十八年后,国际米兰终于在赛场获得了15个冠军,对于我这个曾经的国米球迷,也有些淡淡的欣喜!为了那些一直以来默默支持她的球迷,为自己曾经的蓝黑情结!坚持到底必定能有回报,不仅仅针对莫拉蒂和蓝黑球迷,而是针对所有的人!想起02年的痛苦之夜,眼泪,除了感动,还会让人绝望!冥冥之中自有轮回,当年的联赛冠军现在成了乙级联赛冠军的追逐者,命也?非也?对于莫拉蒂和国米现在球员球迷,这是一个幸福的时刻,一个感动的时刻,对于罗纳尔多,维埃里他们来说呢,我并不清楚他们心中的滋味,只是没有他们当年的痛苦的经历,肯定不能赋之如今的欢乐以解脱、宣泄之感。02年的我绝对想不到今天这样一个场景,当年在痛苦无奈之余,想到的是怎么搞一把枪把格雷斯科给杀了,呵呵!
也不知道是什么时候,忽然发现周围的事物经过了很长的时间,又都重新回到了原来的轨道,无论是球队的浮浮沉沉,还是家庭的喜怒哀乐,国家的分分合合,甚至是你吃饭的口味,选择回家的路,选择人生的路……时间总是可以让某些事物发生很多种轮回。
俗话说“三十年河东,三十年河西”,生活中的事情不论大大小小好像总能验证它!轮回总让我们不得不感叹一些事情的发生,或好或坏,你不得不去做一个旁观者,但仅仅做一个旁观者,就不得不让你感觉到那种惊心动魄,尤其当那种结果将会影响很多人的时候。

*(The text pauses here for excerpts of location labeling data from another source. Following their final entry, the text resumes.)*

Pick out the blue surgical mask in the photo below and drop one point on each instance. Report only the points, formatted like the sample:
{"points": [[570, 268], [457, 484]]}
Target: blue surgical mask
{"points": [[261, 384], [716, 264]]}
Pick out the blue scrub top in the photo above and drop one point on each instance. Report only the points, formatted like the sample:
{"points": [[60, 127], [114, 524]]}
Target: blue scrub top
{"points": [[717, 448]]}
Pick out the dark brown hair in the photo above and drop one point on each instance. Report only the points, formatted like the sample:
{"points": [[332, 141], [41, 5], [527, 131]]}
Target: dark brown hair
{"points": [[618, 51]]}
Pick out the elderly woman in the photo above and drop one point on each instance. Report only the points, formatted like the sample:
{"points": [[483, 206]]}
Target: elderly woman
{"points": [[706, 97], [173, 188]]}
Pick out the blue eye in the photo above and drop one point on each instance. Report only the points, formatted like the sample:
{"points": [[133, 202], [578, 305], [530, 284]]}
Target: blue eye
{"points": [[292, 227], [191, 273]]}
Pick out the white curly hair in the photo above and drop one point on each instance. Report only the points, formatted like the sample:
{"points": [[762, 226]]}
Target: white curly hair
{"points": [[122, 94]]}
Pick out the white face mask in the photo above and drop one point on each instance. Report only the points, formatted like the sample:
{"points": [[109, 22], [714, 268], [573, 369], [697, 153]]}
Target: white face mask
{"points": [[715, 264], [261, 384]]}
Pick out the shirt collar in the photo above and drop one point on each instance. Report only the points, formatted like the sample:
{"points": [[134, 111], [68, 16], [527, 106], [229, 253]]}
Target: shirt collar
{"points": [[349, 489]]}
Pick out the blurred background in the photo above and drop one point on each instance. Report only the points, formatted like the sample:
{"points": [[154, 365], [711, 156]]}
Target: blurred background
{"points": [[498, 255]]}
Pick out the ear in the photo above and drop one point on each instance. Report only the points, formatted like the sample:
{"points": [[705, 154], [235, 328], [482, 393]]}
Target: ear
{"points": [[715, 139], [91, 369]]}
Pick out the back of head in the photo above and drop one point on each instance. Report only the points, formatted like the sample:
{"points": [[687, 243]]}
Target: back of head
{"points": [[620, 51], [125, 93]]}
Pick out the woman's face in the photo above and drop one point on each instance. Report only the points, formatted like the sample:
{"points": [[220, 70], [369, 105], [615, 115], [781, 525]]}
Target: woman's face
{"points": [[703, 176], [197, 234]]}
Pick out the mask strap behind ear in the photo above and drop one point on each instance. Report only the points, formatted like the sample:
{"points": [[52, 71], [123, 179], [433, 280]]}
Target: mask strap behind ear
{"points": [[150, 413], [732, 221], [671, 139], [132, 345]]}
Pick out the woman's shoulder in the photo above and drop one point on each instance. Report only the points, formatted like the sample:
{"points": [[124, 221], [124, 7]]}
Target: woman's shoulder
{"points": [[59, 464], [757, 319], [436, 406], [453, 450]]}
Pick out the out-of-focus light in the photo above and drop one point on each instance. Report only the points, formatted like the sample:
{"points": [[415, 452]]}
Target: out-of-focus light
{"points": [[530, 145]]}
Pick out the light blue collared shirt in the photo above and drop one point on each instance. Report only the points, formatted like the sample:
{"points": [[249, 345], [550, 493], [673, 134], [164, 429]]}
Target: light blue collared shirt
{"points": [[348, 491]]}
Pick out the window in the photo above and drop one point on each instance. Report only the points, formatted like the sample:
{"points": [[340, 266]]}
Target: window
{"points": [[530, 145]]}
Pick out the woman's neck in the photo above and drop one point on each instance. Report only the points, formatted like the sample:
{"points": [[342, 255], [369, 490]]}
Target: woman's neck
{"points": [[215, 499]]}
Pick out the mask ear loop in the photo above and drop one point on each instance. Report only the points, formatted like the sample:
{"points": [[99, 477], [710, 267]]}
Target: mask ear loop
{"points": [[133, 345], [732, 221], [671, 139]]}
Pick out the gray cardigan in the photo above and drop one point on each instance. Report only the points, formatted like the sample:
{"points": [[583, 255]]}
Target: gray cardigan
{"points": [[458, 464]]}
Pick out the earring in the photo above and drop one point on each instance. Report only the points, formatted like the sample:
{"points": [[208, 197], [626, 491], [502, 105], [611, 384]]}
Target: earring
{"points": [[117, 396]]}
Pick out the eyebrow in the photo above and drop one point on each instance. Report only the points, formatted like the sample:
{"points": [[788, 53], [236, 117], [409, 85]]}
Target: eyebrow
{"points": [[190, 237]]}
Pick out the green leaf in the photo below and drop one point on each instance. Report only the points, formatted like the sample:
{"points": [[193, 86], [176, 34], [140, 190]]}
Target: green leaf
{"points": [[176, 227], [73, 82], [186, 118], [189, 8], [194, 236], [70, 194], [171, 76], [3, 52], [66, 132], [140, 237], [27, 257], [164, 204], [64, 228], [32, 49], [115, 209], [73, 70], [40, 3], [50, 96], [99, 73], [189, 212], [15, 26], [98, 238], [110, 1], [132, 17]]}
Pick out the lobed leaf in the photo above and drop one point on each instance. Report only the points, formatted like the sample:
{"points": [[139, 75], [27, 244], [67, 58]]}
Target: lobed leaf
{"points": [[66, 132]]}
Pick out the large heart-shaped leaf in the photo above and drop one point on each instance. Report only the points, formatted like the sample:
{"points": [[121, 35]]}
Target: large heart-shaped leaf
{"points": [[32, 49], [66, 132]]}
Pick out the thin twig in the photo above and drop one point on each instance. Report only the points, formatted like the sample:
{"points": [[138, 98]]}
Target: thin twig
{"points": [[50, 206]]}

站在生活的角落,看轮回的起起落落的感觉并不是很好,就像你想知道你自己是怎样活得更好的,却永远不想知道你是怎么死的。人就是那么奇怪的动物……
但你却不得不接受这个事实,万事皆有轮回。就像日出日落,花开花败……轮回本来就是一种生命的自然。重新回到零点的感觉,也许就像自然界中的日落了,花败了,万物都已经重新回到了初始……我们经历了一个个轮回,又经历了什么?又改变了什么?也许没有人真正知道,也许常常吃旁边的菜馆,会知道自己哪一天会腻;也许常常走同样的路,会知道自己哪一天会烦;也许常常接触同样的人,会知道自己哪一天会倦……但你却不知道你会经历多少次轮回才会明白自己会有所变化,也许只是那天别人的一句菜不好吃,也许只是那天广播的一句路堵,也许哪天你突然哪天你发现那个人根本就不是想象中的那个人……但那也许并不是你自己本身的最根本的变化,也许那早已经潜移默化在你的心里,也许那只是一个外因。而那最根本的变化只是在轮回中默默地改变你,改变你对于外界的看法,改变你对于人生的认知,改变你对自己的理解,就像小草的那种萌芽,你不会知道,但确实改变。
我们真的应该感叹上帝的创造,他给予世界的远远不是一个简单的世界而已,这个世界有太多的轮回,有太多的潮起潮落,起起伏伏,看生命的轮回,看人的轮回,看事物的轮回,会有太多的东西让人感叹。这也许就是史书所能带给我们的,当一件事,就像宿命一样,从很遥远的年代,再次发生在我们的身边的时候,我们的震撼,却远远比这个事件本身带来的震撼更多。也许经历过无数次以后,我们就会明白那种轮回的含义,它并不像它再次发生那么简单和直白。



附上02年5月6号的一篇日记:
2002.5.6 大风
国际米兰输球了,我的心也快碎了,只须赢一场球,就能获得阔别12年之久的联赛冠军......
我的国米离冠军就差之毫厘,而死斑马却在庆祝夺冠,怎么会这样?我不想找原因,我只要冠军。我不明白自己为什么会对国际米兰情有独衷,其实很多事情是找不到理由的,既然这样,也没必要解释什么,自我安慰并没有用,我只知道我的心在流泪,就像冰冷的刀子斜刺里面,其实应该是在流血,为什么受伤的总是我?为什么?仰天长叹,WHY?我好像绝望了。
其实有很多机会能赢下这场球的,该死的格雷斯科,命运为什么要出现这样一个人,事情为什么要这样发展,是偶然的吗?不敢完全否认,这是有必然性的,实力不济,对自己的实力不敢肯定,真的是这样?像老妇人一样,好像万事万物都在掌握之中,其实它就有这个实力,自信!看着罗纳尔多伤心欲绝的眼泪,维埃里落寞的身影,命运真是会捉弄人!大可不必这样,你们已经付出了自己的努力,只是没有上天的眷恋罢了!
唉,自己也不要患得患失了,坦然面对吧。不论成功或失败,看轻一些,就是这种飘飘的感觉。什么事发生都不是世界末日,收拾一切,从头再来,如果真的造化弄人,那也是天意,摆正心态,勇往直前,没有什么不可以!!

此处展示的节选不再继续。